Hey man, my degree is in mathematics. The math to calculate the "drift factor" is incredibly simple and easy to derive just knowing what you need to do. You need to think a little bit past your first grade math to see what the real problem here is.
Here's a practical situation.
Source 1 - 1 hr exactly @ 48kHz (a total of 172,800,000 samples)
Source 2 - also recorded at 48kHz, but let's say the first sample of each matches perfectly, and the last sample of source 1 matches up to the 172,801,000 sample of source 2. So they drift by 1,000 samples exactly in the hour (source 1's concept of an hour).
To resample source 2 to be exactly 172,800,000 samples as well you'll need to use a factor of 172800000/172801000.
Here's the first lot of digits of that fraction:
0.99999421299645256682542346398458
From here it is a precision problem
If you correct with a factor of 0.9999942, source 2 will end up with 172,799,998 samples total. After correction there is a 2 sample drift which is definitely acceptable.
Using a factor of 0.999994, source 2 will end up with 172,799,963 samples total. Overshot the mark by 37 samples, but that's still pretty good.
Using a factor of 0.99999, source 2 will end up with 172,799,272 samples.

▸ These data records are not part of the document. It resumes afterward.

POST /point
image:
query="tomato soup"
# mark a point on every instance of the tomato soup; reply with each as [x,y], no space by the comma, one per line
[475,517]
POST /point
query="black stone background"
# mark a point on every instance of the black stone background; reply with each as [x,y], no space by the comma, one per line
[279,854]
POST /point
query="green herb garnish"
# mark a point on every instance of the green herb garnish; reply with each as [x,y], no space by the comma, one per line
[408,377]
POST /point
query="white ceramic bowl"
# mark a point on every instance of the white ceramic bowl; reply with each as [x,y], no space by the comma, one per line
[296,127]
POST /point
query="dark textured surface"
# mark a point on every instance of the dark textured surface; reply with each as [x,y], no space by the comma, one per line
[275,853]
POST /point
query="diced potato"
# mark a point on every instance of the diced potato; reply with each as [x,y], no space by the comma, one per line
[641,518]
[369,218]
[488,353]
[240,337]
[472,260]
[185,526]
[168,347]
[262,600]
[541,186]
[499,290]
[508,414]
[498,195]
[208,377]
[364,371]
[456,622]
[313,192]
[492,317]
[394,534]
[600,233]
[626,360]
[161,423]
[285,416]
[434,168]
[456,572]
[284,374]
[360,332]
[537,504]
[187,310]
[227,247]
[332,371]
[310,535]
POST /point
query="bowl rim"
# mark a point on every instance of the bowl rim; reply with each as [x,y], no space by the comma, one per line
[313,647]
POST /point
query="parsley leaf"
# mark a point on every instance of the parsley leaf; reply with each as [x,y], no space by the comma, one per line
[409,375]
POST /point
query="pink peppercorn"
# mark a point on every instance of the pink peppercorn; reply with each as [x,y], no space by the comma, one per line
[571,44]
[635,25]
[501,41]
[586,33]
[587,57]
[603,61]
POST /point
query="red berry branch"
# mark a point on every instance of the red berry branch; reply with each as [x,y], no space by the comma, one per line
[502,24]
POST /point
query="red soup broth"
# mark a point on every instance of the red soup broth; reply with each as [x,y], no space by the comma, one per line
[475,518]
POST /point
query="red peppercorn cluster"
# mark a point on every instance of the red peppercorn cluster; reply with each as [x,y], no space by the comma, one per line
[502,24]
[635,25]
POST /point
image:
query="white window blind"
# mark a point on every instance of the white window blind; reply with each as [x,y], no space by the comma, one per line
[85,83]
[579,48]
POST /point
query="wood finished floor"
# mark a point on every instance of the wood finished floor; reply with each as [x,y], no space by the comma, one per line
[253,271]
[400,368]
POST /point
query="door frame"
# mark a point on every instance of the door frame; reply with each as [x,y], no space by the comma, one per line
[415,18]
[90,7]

Now you've overshot it by 722 samples which is nearly as bad as before you started, not to mention you've thrown out all the original data in source 2 and interpolated completely new samples.
I don't remember how many digits CEP gives you to work with, but in my experience it is not enough for the level of precision needed if you're trying to fully sync long recordings.

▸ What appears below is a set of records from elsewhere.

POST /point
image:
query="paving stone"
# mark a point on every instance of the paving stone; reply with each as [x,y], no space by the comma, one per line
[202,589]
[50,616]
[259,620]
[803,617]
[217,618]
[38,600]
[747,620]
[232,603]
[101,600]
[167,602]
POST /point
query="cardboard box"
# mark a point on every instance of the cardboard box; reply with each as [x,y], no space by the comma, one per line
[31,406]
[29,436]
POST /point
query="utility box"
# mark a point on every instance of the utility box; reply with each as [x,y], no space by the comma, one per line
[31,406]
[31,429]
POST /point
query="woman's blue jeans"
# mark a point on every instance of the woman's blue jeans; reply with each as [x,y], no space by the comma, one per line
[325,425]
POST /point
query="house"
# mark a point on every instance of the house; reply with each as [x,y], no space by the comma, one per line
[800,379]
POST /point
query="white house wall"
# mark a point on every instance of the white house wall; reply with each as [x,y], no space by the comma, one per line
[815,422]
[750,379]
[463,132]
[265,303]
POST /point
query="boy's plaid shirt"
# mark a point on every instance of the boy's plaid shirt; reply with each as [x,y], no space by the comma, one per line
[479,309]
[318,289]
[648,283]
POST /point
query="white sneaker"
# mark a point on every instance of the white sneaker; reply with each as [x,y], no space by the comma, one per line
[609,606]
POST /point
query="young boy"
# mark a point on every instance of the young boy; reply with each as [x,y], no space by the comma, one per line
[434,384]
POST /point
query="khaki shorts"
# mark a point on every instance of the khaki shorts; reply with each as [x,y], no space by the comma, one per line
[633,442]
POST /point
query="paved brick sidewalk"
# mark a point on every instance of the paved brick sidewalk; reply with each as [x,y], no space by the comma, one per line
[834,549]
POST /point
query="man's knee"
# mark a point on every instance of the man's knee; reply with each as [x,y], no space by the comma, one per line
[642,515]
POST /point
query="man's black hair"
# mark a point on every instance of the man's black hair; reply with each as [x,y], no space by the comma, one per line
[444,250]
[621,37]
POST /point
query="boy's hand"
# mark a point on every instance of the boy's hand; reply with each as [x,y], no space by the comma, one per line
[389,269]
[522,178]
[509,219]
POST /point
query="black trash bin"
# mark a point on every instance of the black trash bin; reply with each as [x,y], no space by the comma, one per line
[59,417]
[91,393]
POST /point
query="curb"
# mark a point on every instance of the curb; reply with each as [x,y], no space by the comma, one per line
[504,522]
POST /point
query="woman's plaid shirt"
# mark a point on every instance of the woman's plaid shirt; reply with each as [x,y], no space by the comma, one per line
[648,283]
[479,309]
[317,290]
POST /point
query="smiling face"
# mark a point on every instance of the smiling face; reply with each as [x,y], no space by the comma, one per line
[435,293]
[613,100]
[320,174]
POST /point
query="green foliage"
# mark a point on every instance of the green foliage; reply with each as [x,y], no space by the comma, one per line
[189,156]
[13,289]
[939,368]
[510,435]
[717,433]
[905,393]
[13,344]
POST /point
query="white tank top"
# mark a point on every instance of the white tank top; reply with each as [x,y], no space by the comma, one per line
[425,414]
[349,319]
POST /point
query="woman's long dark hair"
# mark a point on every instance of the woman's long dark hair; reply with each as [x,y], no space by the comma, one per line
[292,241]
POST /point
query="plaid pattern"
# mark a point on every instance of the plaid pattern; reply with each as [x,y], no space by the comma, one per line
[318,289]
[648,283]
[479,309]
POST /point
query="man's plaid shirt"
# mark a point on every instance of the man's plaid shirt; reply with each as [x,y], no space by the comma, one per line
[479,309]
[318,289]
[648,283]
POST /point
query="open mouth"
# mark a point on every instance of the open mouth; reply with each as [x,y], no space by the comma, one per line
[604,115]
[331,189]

This is why I recommend Sony Vegas:
a. it has "stretch event" functionality (ctr + click/drag the beginning or end of a track -- no need to even determine the number of samples by which the two sources drift).

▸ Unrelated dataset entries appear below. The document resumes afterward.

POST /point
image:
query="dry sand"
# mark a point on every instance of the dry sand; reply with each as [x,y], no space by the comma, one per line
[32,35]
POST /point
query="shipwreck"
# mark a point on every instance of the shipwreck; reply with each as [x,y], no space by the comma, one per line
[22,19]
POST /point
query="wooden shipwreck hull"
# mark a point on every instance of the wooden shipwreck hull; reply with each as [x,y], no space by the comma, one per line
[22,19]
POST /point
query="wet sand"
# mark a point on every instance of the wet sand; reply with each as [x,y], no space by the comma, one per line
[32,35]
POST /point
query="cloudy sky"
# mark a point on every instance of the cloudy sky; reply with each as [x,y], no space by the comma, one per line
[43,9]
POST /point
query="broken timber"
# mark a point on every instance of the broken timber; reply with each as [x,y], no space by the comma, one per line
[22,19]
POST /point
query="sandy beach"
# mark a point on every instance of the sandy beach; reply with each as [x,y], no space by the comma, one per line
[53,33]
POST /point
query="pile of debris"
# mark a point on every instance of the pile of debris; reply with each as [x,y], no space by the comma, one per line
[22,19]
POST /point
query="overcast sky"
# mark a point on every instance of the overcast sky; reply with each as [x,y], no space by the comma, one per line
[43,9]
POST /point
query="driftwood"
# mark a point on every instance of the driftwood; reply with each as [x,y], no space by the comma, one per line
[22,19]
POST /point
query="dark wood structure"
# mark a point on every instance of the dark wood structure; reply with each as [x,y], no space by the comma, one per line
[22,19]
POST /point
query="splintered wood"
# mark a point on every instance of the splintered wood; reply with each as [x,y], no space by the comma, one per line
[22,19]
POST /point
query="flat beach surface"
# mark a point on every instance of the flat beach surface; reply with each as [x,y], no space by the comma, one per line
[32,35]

b. it has non-destructive editing the whole way through, you only need to resample and render to a new file AFTER you've perfectly matched the two sources.
dmonkey, just cut off the ends while aligning your sources (anything you don't need to see), and then restore them after you're done stretching.
1. match up an event early in the recordings, and make a split here on both sources.
2. match up an event late in the recordings (yes, move one of the files in the timeline), and make a split here on both sources.
3. stretch one file to match the other
4. at the start and end of each recording, pull them back out to restore the segments that had been cut while aligning
I do think simply dropping 1000 samples evenly spaced throughout the long source may also be a viable method, as long as the pitch difference between the two sources is small enough to be imperceptible. Has anyone tried this?